I have a good look around the entrance hall. It's reminiscent of the Natural History Museum, I think. Imagine that place in grey, instead of brown, and with judges instead of dinosaurs. There are some really impressive statues dotted around the alcoves, and colossal paintings of court life hanging on the walls. All the signs are written in mock-gothic script too, it's like a medieval Disneyland.
Our guide is a nice lady called Pat who has been working here for years and years. She's basically like your long-lost mum, grey-haired and friendly, and she certainly knows her stuff. She marched us off to one of the courtrooms and sat us down, and that's where I am now, secretly writing this while I'm pretending to listen. We are half an hour into the tour now and my attention is starting to wane. It's not so much a tour... it's more like a lecture. She's got a nice conversational style and everyone is free to ask some questions, but it's heavy going. She's gone through the history of the place, the building and the architecture, and now she's motoring on through the court process and function of the judiciary. It's like a university lecture.

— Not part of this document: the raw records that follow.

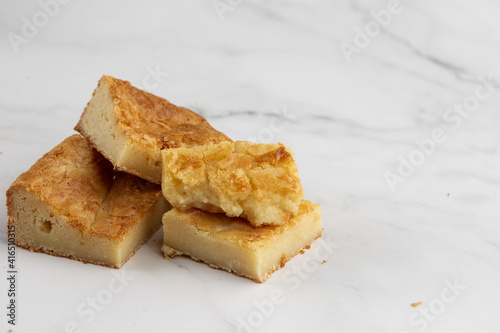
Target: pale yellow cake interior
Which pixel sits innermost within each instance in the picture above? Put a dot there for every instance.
(71, 204)
(233, 245)
(258, 182)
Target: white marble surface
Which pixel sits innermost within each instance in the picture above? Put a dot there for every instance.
(276, 71)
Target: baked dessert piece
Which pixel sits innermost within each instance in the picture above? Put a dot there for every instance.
(233, 245)
(71, 204)
(258, 182)
(130, 126)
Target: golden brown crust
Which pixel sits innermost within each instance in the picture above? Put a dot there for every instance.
(172, 254)
(238, 230)
(127, 201)
(80, 185)
(259, 182)
(155, 122)
(62, 177)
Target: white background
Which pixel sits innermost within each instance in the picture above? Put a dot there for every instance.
(278, 71)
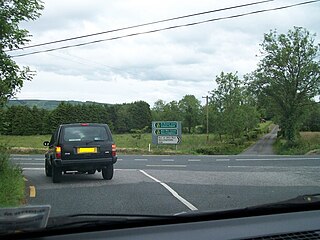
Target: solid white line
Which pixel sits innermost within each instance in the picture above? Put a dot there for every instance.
(40, 164)
(118, 169)
(167, 160)
(222, 160)
(276, 167)
(36, 169)
(27, 159)
(159, 165)
(173, 192)
(194, 160)
(277, 159)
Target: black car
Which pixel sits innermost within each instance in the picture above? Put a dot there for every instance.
(82, 147)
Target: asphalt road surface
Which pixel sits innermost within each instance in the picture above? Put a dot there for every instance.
(173, 184)
(264, 145)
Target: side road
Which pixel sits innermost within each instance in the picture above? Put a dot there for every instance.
(264, 145)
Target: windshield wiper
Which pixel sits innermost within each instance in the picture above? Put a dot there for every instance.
(106, 220)
(95, 140)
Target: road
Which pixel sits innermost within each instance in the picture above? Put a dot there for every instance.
(173, 184)
(264, 145)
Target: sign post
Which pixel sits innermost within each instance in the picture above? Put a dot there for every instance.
(166, 132)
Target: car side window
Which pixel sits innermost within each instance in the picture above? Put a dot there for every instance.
(53, 138)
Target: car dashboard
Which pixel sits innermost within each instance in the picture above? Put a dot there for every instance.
(293, 225)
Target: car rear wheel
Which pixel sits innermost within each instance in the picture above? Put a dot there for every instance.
(48, 169)
(92, 171)
(107, 172)
(56, 174)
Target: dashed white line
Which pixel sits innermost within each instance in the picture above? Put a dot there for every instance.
(173, 192)
(39, 164)
(222, 160)
(278, 159)
(162, 165)
(33, 169)
(194, 160)
(167, 160)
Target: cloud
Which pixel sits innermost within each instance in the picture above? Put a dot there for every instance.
(164, 65)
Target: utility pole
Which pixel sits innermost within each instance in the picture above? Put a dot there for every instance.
(207, 100)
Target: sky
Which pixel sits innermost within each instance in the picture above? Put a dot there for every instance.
(164, 65)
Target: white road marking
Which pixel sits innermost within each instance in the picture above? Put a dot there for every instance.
(40, 164)
(194, 160)
(276, 167)
(118, 169)
(33, 169)
(27, 159)
(222, 160)
(277, 159)
(173, 192)
(167, 160)
(162, 165)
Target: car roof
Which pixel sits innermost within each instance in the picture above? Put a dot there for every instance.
(83, 124)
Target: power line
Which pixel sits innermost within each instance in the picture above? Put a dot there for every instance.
(141, 25)
(167, 28)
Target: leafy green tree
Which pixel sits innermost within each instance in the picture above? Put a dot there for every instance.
(288, 77)
(157, 110)
(190, 108)
(12, 13)
(140, 115)
(232, 107)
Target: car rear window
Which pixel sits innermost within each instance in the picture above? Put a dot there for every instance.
(85, 133)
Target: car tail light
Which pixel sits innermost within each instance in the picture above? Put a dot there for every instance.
(58, 152)
(114, 150)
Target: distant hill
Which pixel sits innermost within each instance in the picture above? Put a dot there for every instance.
(45, 104)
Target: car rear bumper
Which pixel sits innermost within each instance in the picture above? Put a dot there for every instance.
(96, 163)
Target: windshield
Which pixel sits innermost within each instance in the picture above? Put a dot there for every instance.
(174, 106)
(73, 134)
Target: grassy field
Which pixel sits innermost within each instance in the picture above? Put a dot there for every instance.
(126, 144)
(12, 185)
(309, 143)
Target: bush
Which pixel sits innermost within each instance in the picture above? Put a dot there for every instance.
(12, 186)
(219, 150)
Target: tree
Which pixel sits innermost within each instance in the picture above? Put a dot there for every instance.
(232, 107)
(12, 12)
(190, 109)
(288, 77)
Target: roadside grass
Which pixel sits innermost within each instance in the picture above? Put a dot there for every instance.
(12, 185)
(309, 143)
(127, 144)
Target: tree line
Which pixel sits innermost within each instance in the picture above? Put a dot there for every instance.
(282, 87)
(232, 112)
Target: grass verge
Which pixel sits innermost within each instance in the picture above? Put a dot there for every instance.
(12, 185)
(309, 143)
(127, 144)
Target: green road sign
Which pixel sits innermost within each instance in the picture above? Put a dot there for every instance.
(166, 132)
(166, 124)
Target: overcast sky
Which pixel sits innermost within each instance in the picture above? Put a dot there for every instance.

The court room is very nice though. It's all wood-panelled walls, vaulted ceilings, stone gallery balconies and old bookcases filled with leather-spined legal tomes. It's got a hanging chandelier and old ticking clocks. It's like I've walked straight onto the set of Rumple of the Bailey.

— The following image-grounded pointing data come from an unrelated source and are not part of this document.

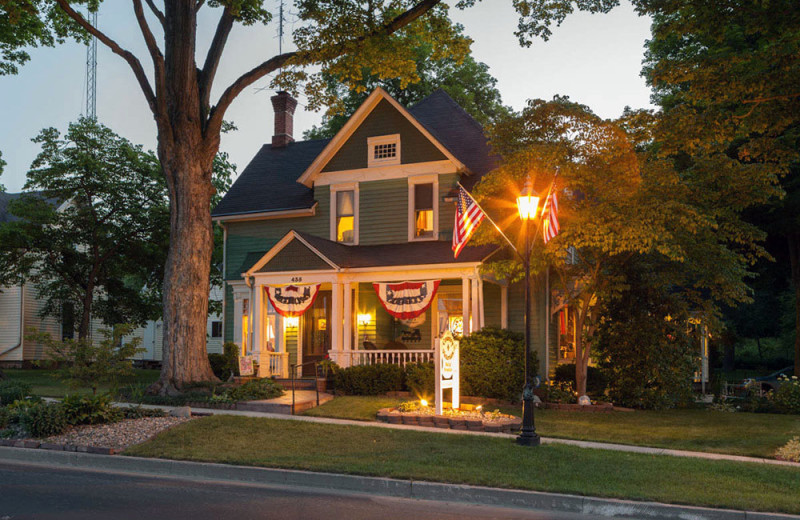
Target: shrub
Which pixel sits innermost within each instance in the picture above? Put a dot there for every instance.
(791, 451)
(369, 379)
(43, 419)
(492, 362)
(90, 409)
(420, 379)
(787, 396)
(255, 389)
(596, 380)
(11, 391)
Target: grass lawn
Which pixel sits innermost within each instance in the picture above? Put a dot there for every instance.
(755, 435)
(46, 385)
(478, 460)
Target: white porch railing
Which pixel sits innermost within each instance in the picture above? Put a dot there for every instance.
(273, 364)
(393, 357)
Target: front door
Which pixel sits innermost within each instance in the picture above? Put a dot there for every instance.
(316, 331)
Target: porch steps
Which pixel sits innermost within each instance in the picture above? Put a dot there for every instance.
(304, 399)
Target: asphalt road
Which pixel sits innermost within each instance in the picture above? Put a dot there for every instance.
(36, 492)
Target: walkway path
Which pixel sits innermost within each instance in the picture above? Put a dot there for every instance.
(545, 440)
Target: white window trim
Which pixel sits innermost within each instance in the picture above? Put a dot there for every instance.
(413, 181)
(349, 186)
(372, 142)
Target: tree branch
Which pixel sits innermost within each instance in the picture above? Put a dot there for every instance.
(132, 60)
(156, 12)
(218, 112)
(212, 58)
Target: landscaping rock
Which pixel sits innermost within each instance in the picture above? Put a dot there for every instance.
(183, 412)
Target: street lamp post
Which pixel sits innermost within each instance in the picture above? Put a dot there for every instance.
(527, 205)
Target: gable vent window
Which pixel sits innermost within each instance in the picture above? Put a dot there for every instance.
(383, 150)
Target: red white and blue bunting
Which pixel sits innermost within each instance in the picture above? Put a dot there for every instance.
(406, 300)
(292, 300)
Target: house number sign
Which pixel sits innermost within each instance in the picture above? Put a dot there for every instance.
(446, 361)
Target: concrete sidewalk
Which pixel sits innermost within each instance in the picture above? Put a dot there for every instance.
(545, 440)
(351, 484)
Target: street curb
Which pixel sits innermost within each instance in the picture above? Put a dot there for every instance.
(388, 487)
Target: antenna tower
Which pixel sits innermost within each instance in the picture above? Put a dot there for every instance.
(91, 71)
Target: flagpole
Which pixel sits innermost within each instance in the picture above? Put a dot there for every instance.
(490, 219)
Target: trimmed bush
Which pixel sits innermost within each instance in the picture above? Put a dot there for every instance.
(90, 409)
(492, 364)
(596, 380)
(11, 391)
(43, 419)
(369, 379)
(420, 379)
(255, 389)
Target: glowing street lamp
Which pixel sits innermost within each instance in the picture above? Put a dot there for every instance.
(528, 206)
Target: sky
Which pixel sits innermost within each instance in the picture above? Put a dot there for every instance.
(593, 59)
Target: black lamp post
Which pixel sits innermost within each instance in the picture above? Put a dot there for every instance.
(527, 205)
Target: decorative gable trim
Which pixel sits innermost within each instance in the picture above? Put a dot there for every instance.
(277, 248)
(354, 122)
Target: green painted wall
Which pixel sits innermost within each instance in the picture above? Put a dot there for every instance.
(384, 120)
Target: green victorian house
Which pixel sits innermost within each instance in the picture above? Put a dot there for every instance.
(341, 247)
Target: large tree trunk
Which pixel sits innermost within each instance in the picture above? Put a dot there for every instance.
(794, 259)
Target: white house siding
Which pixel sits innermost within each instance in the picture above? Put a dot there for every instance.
(10, 324)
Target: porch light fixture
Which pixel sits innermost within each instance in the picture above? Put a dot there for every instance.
(528, 201)
(528, 207)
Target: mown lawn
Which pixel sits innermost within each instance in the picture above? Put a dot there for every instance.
(467, 459)
(46, 385)
(749, 434)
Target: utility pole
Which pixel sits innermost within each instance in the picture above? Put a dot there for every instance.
(91, 71)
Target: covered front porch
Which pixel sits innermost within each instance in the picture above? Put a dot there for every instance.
(347, 322)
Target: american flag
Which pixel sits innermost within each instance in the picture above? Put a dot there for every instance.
(468, 216)
(550, 227)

It turns out that they don't do murders here after all. This is a Civil Court, so it's all divorces, adoptions, libel cases and damages, with a bit of bankruptcy, asylum and deportation cases thrown in. So I've learnt something, at least. I've learnt that it's safe to walk the corridors without getting jumped on by a mass murderer.
... I do like Pat, and she is a good guide, but this speech is going on and on and on. When is the actual tour going to start? I'm guessing that when people come on a tour of the Royal Courts of Justice, then what they really want to do is go on a tour of the building. Not listen to Pat banging on about everyone she's met in the few decades she's worked here. Eighty minutes later we finally get up and have a walk around. Eighty minutes! If I knew it was going to take that long then I would have come in my pyjamas and had a kip. So be advised -- you have to sit through nearly an hour and a half of monologue before you get to see some of the building. And even then, it's just a quick half hour and a few rooms.
The actual 'tour' bit of the tour consists of some corridors, a moderately impressive painted room, and then up to a balcony where they've got a collection of judges wigs and robes, and then back down to the main hall again... and the crypt (which we already saw when we had a cup of tea). And that's basically it. The only courtroom you see is the one where you've been sitting for the last eighty minutes listening to her legal lecture.
Eighty minutes of talking, followed by a quick thirty minutes of tour. But hey, it didn't cost a lot, and the guide was a genuinely lovely lady, so you can't be too critical. But take my advice... unless you've got a special interest in learning about the judiciary it makes more sense to just come in and walk around yourself. It's a public building and they provide a little leaflet at the front desk for a self-guided tour. That way you can spend a nice hour walking around at your leisure, taking your time to see all the stuff, without having to wade through eighty minutes of school lessons wondering when the home time bell will ring.